Que se passe-t-il après avoir remporté les Essais Montana’s? Comment la vie change-t-elle lorsqu’on passe de sa propre équipe à Équipe Canada?
O’Connor : En fait, c’est arrivé presque instantanément : on gagne, on passe au contrôle antidopage, et il faut attendre un bon moment avant de revoir sa famille et ses supporteurs. Le lendemain, il y a eu des réunions : la logistique, les attentes, les participations obligatoires à des événements promotionnels, et l’organisation de tout le reste. On essaie aussi de penser à son travail, à sa famille, et à comment on va être soutenu pendant ce tourbillon. Je crois que j’ai dormi 15 minutes la nuit suivant notre victoire. J’étais à deux doigts de m’endormir, puis je me réveillais en me disant : « Mon Dieu, est-ce vrai? Je vais aux Jeux olympiques! » Soudain, votre équipe fait partie d’une équipe plus grande, qui elle-même fait partie d’une immense équipe : toute l’Équipe olympique canadienne.

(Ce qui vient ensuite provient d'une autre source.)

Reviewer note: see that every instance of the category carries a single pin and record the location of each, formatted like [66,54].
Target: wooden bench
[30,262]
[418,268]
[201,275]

McEwen : Je me souviens de nos premiers Jeux olympiques. On s’était promis de profiter de chaque instant, nous étions comme de vrais partisanes. Nous essayions d’assister à tous les matchs possibles. Faire partie d’une équipe aussi importante, c’était génial et unique. Nous avons adoré et nous en avons vraiment profité au maximum.
Weagle : On se retrouve dans tout le système de Curling Canada et du Comité olympique canadien. On est habitué d’être une petite équipe de curling; maintenant, on a tout ce soutien, plein de gens qui nous entourent et qui essaient de nous aider à réussir. Je me sens très chanceuse d’avoir pu participer aux Jeux deux fois. Le niveau de jeu au Canada est tellement élevé qu’on nous a toujours dit que si on allait aux Jeux olympiques, ce n’était probablement qu’une seule fois, alors il fallait en profiter à fond et profiter de chaque instant.
Jolene Latimer est membre du comité exécutif de Femmes du curling.